Silence followed in the solar, after Ser Rufus’s words. 

 

Then it all clicked into place for Ardrian.

 

His eyes flicked from Ser Rufus to Lord Symond.

 

The son—the heir.

There had not been any from the Royalist side that had returned from the Trident. 

 

It all made sense to him now.

 

Lord Symond did not know of his son’s fate.

 

For all he knew, the boy could be lying dead somewhere along the banks of the Trident. He could be rotting in an unmarked grave somewhere in the Riverlands. Or he could be languishing in a rebel dungeon awaiting ransom.

 

Ardrian did not know much of the boy except his name, and of his marriage to Ser Rufus’s daughter. He vaguely remembered hearing whispers at court around two years ago. The marriage had supposedly been arranged to draw House Harte away from Prince Rhaegar’s faction and closer to the King’s own faction.


If the lad had indeed perished at the Trident, Lord Symond’s only heir would be his infant grandson. 

Suddenly the man’s reluctance made perfect sense.


The man was doing precisely what Ardrian himself wished to do.

 

Wait.

 

Wait for the Reachmen and the rebels to clash. Wait for the dust to settle, to see which way the winds of war would blow.

 

Wait before wagering the future of his House upon a cause that might already be lost.

 

And that, Ardrian suspected, was the true reason Lord Symond did not wish a thousand royalist men inside his walls.

 

Not because he intended turn cloak, and betray the royalists today.

 

But because he wished to preserve the option of betraying him tomorrow.

 

If the Reachmen prevailed, he could point to his loyal service as Master of Laws, and the fact he had sent swords which had been sent to protect his own castle to Duskendale instead, to help the royalist cause and point to the fact he had sent his son to fight for Prince Rhaegar.

 

If the rebels prevailed once again and turned their attention northward, he could claim that he had never admitted a royal host into his castle after the Trident, nor had he interfered in any activities of any rebel force in the northern crownlands—he could have hindered they Frey march against the Cracklaws which he didn’t. He had followed the letters Eddard Stark had sent out after the Trident, to all Lords of the Crownlands word to word—had not interfered, or caused any hinderance to the movement of any Rebel forces.

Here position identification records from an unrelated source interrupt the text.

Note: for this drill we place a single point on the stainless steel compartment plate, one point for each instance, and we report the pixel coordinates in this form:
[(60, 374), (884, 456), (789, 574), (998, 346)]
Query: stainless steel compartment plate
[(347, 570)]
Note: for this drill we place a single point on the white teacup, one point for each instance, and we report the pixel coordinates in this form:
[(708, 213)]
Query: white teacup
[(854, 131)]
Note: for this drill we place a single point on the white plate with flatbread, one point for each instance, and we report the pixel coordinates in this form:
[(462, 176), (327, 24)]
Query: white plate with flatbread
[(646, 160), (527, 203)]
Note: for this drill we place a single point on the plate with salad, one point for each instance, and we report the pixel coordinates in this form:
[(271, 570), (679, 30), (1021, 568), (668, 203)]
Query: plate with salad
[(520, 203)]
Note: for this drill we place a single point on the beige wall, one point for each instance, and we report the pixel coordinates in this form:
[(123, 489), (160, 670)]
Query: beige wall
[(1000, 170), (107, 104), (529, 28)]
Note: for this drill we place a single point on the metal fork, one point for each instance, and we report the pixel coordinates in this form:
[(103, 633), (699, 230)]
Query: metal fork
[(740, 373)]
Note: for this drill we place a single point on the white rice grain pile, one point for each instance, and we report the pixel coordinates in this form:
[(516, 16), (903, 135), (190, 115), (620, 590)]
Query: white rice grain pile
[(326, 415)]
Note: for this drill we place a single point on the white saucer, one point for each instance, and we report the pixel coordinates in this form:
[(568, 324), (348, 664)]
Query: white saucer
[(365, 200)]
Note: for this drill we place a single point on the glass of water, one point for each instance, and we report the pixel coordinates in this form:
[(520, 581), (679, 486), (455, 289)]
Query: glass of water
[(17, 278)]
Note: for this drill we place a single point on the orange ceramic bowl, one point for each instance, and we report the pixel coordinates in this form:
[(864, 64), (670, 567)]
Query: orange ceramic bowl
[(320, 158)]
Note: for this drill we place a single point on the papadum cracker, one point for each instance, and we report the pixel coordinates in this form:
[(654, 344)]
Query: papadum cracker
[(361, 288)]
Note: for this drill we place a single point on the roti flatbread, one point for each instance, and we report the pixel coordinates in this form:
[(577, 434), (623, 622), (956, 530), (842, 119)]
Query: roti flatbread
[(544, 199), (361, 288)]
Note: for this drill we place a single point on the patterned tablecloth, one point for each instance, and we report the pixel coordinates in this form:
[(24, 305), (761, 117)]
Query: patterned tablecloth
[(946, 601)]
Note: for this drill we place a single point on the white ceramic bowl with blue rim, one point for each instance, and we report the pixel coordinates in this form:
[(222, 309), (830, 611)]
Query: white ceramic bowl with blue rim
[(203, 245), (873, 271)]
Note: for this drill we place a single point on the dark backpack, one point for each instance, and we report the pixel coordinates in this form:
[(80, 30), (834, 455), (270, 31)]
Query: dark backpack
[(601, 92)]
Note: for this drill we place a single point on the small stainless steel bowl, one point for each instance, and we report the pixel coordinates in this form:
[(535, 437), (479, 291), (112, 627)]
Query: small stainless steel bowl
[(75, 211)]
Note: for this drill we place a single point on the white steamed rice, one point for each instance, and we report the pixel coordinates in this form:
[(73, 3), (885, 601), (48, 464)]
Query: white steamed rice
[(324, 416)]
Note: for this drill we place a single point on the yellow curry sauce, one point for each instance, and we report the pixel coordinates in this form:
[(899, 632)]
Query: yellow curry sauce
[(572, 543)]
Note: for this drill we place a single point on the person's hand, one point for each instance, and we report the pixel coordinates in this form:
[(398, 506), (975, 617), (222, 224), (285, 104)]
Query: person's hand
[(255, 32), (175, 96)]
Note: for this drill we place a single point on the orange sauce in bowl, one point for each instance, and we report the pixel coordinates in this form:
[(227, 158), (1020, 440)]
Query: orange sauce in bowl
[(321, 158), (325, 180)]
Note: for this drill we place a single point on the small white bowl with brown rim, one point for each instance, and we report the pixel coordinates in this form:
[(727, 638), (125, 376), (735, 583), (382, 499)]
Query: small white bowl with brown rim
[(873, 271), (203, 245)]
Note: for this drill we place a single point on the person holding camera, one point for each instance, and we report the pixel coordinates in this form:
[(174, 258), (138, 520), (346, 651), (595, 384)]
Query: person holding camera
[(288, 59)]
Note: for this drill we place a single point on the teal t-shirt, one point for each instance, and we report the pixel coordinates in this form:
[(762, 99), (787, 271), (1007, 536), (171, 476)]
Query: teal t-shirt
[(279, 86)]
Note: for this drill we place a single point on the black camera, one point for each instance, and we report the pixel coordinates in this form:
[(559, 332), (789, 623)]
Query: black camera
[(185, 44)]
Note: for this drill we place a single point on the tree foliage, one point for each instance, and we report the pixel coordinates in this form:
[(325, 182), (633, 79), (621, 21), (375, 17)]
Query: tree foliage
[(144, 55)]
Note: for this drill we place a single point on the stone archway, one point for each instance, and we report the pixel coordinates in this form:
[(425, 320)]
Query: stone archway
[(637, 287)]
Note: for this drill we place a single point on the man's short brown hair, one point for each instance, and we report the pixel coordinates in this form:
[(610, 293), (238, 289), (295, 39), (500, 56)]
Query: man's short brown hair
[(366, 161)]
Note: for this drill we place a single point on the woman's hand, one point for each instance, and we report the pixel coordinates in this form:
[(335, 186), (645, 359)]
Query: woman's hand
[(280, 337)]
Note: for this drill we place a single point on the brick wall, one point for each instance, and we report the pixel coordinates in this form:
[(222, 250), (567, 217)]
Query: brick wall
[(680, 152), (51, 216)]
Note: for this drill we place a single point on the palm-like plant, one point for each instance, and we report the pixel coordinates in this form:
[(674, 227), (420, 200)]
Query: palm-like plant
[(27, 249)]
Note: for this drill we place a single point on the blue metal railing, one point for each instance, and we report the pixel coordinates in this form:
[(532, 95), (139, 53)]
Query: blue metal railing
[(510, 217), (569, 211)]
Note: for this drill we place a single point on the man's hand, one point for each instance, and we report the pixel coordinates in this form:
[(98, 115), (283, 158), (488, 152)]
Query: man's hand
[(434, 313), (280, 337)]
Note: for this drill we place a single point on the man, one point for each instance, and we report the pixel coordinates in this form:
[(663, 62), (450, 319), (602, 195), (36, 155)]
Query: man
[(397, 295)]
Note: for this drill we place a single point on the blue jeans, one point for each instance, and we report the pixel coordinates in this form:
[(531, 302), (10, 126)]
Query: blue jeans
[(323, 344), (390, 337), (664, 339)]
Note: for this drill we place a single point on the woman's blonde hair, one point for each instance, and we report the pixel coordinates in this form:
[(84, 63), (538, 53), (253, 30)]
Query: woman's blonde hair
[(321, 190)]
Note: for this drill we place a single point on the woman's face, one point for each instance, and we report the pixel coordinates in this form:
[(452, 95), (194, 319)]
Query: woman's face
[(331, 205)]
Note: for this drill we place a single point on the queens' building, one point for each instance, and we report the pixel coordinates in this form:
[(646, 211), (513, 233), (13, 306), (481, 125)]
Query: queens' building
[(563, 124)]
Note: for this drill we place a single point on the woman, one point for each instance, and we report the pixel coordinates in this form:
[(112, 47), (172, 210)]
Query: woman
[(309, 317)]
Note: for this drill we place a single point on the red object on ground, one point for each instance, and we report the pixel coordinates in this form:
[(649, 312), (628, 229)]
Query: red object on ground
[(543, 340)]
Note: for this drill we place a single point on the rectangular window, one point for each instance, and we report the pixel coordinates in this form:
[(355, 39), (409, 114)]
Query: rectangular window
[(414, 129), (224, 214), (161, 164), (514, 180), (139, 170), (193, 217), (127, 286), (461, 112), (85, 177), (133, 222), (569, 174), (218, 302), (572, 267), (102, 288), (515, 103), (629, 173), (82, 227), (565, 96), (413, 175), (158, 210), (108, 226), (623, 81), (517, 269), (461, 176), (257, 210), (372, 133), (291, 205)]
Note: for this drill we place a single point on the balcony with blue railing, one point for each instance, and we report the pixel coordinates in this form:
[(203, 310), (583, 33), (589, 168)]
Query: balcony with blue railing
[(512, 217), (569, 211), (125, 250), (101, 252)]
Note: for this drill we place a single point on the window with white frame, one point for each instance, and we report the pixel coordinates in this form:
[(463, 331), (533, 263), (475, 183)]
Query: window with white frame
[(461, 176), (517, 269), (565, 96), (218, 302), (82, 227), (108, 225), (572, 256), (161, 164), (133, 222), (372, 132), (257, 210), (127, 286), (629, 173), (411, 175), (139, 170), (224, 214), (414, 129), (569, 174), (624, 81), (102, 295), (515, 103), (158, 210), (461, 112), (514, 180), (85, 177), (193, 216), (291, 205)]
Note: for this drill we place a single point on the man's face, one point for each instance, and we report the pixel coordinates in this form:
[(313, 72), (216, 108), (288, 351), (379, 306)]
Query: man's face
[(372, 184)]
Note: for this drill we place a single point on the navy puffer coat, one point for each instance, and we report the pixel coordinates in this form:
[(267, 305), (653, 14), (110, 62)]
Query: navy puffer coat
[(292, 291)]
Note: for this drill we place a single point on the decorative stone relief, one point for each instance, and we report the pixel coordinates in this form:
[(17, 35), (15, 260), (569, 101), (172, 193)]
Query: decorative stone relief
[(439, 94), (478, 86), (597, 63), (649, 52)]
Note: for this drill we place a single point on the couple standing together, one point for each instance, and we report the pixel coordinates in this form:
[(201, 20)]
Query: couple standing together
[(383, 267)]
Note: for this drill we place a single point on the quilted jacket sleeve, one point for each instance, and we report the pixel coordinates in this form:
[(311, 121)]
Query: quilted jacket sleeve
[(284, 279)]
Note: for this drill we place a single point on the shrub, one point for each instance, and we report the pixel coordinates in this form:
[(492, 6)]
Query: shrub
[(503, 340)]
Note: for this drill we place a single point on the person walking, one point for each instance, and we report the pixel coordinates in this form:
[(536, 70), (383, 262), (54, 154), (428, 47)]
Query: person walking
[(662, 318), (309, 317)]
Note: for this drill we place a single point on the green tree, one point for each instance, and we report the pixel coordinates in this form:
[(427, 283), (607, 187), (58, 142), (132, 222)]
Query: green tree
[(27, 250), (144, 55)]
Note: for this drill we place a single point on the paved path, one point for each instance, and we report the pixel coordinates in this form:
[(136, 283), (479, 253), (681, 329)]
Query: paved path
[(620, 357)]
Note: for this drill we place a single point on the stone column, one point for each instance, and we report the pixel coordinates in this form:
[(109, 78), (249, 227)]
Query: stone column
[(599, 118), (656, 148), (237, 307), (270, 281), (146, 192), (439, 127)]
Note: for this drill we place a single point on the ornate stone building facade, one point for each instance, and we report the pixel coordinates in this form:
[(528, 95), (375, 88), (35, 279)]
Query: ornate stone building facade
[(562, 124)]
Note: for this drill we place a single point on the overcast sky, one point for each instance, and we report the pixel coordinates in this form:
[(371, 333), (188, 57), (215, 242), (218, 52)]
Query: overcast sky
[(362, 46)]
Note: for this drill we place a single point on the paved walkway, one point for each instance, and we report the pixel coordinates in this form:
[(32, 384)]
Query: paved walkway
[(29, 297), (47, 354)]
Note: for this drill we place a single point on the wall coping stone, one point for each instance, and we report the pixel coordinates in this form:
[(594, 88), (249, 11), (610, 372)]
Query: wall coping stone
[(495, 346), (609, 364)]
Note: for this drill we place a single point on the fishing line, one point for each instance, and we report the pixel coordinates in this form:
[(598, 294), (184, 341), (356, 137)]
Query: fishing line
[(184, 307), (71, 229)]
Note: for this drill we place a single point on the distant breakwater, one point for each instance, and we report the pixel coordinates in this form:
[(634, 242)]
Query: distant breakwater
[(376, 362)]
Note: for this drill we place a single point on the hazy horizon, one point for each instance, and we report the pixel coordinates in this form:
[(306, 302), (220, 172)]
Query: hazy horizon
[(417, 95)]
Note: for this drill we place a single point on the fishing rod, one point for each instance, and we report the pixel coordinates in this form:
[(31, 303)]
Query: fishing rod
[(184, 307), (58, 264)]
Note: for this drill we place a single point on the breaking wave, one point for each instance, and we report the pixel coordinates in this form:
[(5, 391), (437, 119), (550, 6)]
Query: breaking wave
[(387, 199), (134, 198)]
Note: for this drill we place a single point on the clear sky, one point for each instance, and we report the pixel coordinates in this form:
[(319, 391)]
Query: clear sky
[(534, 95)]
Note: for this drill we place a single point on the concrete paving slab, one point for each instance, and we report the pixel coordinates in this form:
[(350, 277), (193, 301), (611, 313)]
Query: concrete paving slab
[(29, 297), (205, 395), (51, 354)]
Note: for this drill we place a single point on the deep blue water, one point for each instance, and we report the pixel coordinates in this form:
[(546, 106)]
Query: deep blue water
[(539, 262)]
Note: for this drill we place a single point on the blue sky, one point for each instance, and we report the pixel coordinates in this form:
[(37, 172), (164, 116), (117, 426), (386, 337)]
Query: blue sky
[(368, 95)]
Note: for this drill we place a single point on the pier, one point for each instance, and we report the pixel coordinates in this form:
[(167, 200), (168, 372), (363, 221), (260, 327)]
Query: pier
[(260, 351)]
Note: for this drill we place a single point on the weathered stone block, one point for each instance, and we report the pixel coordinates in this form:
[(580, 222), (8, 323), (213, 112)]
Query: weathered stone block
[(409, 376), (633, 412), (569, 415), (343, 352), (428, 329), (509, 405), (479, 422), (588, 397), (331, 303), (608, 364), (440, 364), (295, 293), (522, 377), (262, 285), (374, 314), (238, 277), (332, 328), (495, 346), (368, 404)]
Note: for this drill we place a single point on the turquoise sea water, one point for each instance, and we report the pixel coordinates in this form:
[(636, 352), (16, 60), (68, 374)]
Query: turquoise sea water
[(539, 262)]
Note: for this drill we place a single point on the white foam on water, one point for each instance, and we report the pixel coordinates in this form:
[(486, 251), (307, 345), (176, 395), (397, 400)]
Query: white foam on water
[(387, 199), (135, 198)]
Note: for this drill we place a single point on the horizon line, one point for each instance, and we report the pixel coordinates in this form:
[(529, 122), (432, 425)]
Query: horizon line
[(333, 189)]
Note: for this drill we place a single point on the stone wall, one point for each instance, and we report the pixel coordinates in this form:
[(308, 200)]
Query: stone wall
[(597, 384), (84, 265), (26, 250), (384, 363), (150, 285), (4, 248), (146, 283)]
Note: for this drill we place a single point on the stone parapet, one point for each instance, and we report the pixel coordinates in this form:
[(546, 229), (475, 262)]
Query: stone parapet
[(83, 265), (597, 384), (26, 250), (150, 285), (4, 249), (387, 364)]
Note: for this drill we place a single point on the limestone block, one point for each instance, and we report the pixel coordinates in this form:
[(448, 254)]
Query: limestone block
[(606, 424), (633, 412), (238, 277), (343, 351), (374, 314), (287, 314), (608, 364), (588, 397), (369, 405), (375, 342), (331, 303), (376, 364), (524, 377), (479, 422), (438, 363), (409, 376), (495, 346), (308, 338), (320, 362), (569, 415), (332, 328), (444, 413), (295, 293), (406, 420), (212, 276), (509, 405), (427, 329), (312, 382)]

He was playing the waiting game. A sensible move.

 

Under different circumstances, Ardrian might even have admired the man. But unfortunately for the man, it did not suit his plans if he were to have to march farther south until the Reachmen and the rebels had settled matters between themselves. 

 

His gaze settled upon the Lord of Rook’s Rest.

 

No, he did not plan to march any farther. Lord Symond Staunton was going to open his gates, for Ardrian and the Cracklaw men.

 

One way or the another. 

 

“My lord,” Ardrian began slowly, breaking the silence that had fallen in the room. “You must forgive Lord Clarence, he meant no offense. The men of Cracklaw Point are not known for their control over their tongues.”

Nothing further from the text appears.